Scientists don’t even know, for much of the park, what types of plants used to be here—and which areas are suitable for a restoration effort. So the park is working with the UC Berkeley team of grassland experts, led by James Bartolome, to describe the soil and plants on 65 plots on several ranches, says Ratcliff of Rangeland Conservation Science, an independent consultancy on the project team.
Their crews are out on those plots, drilling into the earth with hand-powered augers to extract soil cores, then measuring levels of nitrogen, phosphorus, potassium, calcium, sulphate and other nutrients. They are analyzing the soil’s texture: is it mostly sand, silt or clay? The team is also searching for evidence of ancient phytoliths that offer clues to what once grew on the sites. Large amounts of this silica will indicate that a site was home to grasses for hundreds, perhaps thousands, of years; lower amounts mean it was once shrubby or woody.
Finally, scientists are building a native seed bank for future replanting. Seeds must be matched to a site’s soil, location, topography, light conditions, and the role it played in the historic landscape. Once germinated, the tiny sprouts will likely need ongoing protection with mowing, targeted invasive plant treatments, and perhaps fire. “It’s almost infeasible to think about turning back thousands and thousands of acres … to native grassland,” says Reynolds. “You can reseed and plant them in areas,” he says. “But it’s a very difficult challenge.”


The historic D ranch. Lupine entangles a decorative light post that was built in 1938. (Lisa M. Krieger)
Changing land use—and altering history—presents an exciting prospect, despite the headwinds, he says. “This will be a very massive project, but one with a lot of learning potential,” he says.

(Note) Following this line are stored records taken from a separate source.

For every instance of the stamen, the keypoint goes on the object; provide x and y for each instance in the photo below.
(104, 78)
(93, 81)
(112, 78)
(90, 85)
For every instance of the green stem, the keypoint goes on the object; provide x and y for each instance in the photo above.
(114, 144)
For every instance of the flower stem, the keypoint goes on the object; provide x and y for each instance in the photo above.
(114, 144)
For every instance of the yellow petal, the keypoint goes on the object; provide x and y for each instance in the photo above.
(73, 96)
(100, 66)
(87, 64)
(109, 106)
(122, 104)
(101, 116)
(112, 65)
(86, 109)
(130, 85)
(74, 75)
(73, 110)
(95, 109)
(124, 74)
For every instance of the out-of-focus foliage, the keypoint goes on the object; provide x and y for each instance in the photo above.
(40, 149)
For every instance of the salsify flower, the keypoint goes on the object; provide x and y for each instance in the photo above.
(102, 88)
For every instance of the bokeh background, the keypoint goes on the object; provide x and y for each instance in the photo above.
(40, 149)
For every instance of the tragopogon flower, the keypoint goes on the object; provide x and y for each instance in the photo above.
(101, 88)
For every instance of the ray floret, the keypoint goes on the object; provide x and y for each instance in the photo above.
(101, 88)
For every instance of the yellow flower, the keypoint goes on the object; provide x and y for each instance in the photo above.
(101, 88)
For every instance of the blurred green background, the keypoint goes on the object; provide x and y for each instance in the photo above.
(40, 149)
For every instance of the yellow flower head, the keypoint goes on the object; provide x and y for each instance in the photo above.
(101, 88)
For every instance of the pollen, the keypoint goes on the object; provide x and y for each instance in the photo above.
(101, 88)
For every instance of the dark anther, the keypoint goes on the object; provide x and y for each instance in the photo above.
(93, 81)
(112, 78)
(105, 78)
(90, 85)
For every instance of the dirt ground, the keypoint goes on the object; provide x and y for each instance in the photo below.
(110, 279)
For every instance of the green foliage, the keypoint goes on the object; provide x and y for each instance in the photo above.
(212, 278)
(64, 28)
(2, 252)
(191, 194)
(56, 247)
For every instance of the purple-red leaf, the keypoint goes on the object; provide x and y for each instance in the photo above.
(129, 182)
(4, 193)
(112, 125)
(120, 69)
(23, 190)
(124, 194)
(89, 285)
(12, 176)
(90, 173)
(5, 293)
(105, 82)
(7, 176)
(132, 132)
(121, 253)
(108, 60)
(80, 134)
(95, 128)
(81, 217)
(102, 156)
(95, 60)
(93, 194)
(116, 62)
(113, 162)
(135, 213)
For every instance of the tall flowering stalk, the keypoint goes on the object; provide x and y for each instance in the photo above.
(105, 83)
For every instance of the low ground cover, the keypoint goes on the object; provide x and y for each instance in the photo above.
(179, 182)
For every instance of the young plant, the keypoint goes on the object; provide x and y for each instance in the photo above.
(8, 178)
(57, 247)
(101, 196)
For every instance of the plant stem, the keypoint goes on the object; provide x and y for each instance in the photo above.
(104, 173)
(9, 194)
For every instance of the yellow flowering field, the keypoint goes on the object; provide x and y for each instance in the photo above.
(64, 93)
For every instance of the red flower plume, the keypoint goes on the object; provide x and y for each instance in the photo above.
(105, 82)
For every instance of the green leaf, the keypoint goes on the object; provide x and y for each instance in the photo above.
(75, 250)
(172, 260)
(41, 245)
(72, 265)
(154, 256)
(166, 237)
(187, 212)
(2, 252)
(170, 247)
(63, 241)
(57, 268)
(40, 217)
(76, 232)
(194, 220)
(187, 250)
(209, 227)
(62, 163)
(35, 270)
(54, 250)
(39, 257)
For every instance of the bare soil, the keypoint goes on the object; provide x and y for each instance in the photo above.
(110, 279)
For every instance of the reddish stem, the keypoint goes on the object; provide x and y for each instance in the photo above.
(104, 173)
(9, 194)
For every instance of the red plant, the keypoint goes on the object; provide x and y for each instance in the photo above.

As spring sunshine warms the peninsula’s hills, the ranchers are packing up. On the J Ranch, third-generation dairymen have shipped the last 50 Holsteins to a buyer in Texas. Down the road on the I Ranch, silage fields and a 150-year-old hay barn sit vacant. Elsewhere, there’s talk of starting over in the Sierra foothills, maybe even Oregon. A wild wind blows through empty pastures, where the chatter of starlings is replacing the stirring of cows.